Let me recall that currently expressions are nested by reference that enforces the use NestByValue when a function has to return a nested _expression_. See for instance adjoint() which returns Transpose<NestByValue<CwiseUnaryOp<ei_scalar_conjugate<Scalar>, Derived> > >. As you can see this is pretty annoying. In Hauke's fork lightweight expressions (i.e., all but Matrix) are automatically nested by value. So need for the NestByValue workaround.

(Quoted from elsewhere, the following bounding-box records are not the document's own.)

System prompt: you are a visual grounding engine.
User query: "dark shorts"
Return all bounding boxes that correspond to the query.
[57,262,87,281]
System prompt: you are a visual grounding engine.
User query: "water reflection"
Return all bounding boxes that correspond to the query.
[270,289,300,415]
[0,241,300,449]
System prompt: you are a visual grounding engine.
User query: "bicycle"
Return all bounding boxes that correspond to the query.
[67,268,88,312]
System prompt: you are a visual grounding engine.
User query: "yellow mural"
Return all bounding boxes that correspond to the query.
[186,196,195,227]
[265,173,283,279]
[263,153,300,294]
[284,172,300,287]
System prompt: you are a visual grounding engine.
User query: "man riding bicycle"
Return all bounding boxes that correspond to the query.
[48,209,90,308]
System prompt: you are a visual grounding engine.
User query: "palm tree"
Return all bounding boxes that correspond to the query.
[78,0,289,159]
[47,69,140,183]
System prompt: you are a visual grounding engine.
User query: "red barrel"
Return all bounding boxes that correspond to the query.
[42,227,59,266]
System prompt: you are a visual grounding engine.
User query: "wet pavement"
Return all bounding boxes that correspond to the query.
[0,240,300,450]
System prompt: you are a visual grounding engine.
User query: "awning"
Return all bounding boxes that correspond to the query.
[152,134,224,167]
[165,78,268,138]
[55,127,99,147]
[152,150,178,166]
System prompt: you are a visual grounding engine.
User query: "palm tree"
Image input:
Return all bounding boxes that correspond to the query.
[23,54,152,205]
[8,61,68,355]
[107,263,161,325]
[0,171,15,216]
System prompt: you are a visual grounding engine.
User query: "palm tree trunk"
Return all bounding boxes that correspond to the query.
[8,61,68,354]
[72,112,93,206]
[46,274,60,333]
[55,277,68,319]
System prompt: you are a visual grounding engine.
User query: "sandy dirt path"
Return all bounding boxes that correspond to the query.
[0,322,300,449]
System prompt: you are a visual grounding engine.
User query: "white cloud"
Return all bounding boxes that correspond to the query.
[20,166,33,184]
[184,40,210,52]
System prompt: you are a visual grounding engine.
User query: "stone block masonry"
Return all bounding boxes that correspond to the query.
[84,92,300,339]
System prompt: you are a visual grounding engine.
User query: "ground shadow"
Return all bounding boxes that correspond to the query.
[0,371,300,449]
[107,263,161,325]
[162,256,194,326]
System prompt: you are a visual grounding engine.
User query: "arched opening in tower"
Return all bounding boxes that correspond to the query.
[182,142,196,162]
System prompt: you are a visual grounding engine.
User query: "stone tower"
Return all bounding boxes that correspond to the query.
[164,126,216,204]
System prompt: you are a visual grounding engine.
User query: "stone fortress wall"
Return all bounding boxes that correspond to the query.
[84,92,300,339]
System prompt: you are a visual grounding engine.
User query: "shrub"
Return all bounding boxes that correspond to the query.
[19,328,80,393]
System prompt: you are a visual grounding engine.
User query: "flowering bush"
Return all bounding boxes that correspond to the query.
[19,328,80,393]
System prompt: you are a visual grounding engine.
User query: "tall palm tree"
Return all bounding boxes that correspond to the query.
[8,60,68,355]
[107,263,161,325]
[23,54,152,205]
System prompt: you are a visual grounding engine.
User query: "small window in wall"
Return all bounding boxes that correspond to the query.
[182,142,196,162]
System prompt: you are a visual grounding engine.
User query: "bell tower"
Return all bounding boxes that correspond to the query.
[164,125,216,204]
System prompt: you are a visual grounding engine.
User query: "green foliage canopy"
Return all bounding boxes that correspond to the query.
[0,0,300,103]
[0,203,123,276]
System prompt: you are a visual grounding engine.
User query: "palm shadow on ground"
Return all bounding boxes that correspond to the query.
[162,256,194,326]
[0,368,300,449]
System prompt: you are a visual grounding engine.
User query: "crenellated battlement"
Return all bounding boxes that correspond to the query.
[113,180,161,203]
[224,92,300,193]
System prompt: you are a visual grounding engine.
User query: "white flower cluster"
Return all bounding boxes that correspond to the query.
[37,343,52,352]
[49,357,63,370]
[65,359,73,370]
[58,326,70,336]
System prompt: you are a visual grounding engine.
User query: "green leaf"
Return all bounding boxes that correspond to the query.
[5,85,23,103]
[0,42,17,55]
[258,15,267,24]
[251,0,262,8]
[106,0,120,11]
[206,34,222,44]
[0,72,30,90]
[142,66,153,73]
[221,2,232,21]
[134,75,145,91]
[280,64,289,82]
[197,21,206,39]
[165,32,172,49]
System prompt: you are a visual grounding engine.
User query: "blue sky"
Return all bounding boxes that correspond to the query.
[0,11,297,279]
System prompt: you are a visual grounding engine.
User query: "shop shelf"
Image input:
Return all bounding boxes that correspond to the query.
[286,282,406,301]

So now the question is what about the performances ? Well I tried a very simple example:

Vector4f a, b, c, d;
c = a+b+c+d;

and here are the respective assembly codes generated by g++ 4.3.3 (-O2 -DNDEBUG):

** Nest by reference: **

    movaps    112(%rsp), %xmm0
    leaq    112(%rsp), %rax
    leaq    80(%rsp), %rsi
    movb    $0, 48(%rsp)
    movb    $0, 16(%rsp)
    addps    96(%rsp), %xmm0
    movq    %rax, 32(%rsp)
    leaq    96(%rsp), %rax
    movq    %rsi, 8(%rsp)
    movq    %rax, 40(%rsp)
    leaq    32(%rsp), %rax
    movq    %rax, (%rsp)
    addps    80(%rsp), %xmm0
    addps    64(%rsp), %xmm0
    movaps    %xmm0, 80(%rsp)

** Nest by value: **

    movaps    208(%rsp), %xmm0
    leaq    208(%rsp), %rcx
    movq    80(%rsp), %rax
    movb    $0, 104(%rsp)
    leaq    192(%rsp), %rdx
    addps    192(%rsp), %xmm0
    leaq    176(%rsp), %rsi
    movq    %rcx, 128(%rsp)
    movq    %rdx, 136(%rsp)
    movq    %rax, 8(%rsp)
    movq    104(%rsp), %rax
    movb    $0, 144(%rsp)
    movq    %rcx, 88(%rsp)
    movq    %rdx, 96(%rsp)
    movq    %rsi, 112(%rsp)
    movb    $0, 120(%rsp)
    movq    %rcx, 16(%rsp)
    movq    %rdx, 24(%rsp)
    movq    %rax, 32(%rsp)
    addps    176(%rsp), %xmm0
    movq    %rsi, 40(%rsp)
    movb    $0, 48(%rsp)
    addps    160(%rsp), %xmm0
    movaps    %xmm0, 176(%rsp)

So clearly, gcc has a lot of difficulties to optimize this simple code. In both cases we can see a lot of useless copies from the stack to the stack, but the situation with the nesting by value is much much worse, unfortunately.

If I have time I'll do more experiments.